The corpse of a horse is discovered on a mountaintop arranged in a very strange way.  The only way to access the scaffold the horse is placed on is by cable car, but neither of the guards on duty at the water power plant owning the cable car heard it move.  Since the horse was a favorite of a very wealthy and prominent businessman law enforcement is forced to drop their other cases to work on this one.  A few days after the horse incident a man is found murdered in a way reminiscent of the animal.  Could the two be connected?  Will there by more?

Commandant Martin Servaz is a sympathetic and smart man, very well drawn and likeable, as is the rest of his unit – you really want them to solve the case and hope that they all stay safe.  There is also a storyline about an insane asylum for the criminally insane, the patients no other place wants, or can, hold and again the characters there are also well developed and as you read you keep wondering how it all ties together.

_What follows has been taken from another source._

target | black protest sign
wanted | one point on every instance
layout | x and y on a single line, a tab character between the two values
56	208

This is a great read for these cold snowy nights but there is no need to be concerned because this book is set in the French Pyrenees far from us and if the criminally insane (think Hannibal Lecter types) were to escape from their escape-proof asylum they would not be able to make it to us.  This is a suspenseful well-constructed read that was wonderful on audiobook.

Wednesday, February 4, 2015

Wolf Winter by Cecilia Ekbäck

Wolf Winter by Cecilia Ekbäck

This book takes place in the Swedish Lapland in 1717, beginning that summer when Maija, her husband Paavo and their two daughters, Fredericka and Dorothea, journey there from the Finnish coast to start their new lives in a new home.  But things are not well on Blackäsen Mountain where they live.  A man has been murdered and other tragedies befall the residents.  Worst of all Paavo must leave his family in their new home to find work elsewhere to gain money, leaving the three women in the wilderness for their first brutal winter on the mountain.

Maija is a strong woman trying to forget her past and her ties to the old ways, ways frowned upon and condemned by the Christianity that rules her new land.  Fredericka has met some of the Lapps and has talked to them about their old ways, ways that seem to be awakening in her.  She must use the knowledge that is coming to her through odd avenues to protect her family and find the evil that lives on the mountain.

If you need to feel better about the freezing temperatures outside this book will make even our weather seem warm. This is a stark and unforgiving landscape.  Frostbite is a constant worry, as is freezing or starving to death.  The Church and the King both have a presence in the remote regions of Sweden but they are not seen as benevolent entities, more like oppressive and controlling forces.  Politics, religion, and the evil that can live in man all come together to form a suspenseful mystery.  Having read a lot of mysteries I did figure out one storyline before the characters in the book, but that is more a sign of our times and how we don’t naturally expect good in other people, than a sign of poor writing.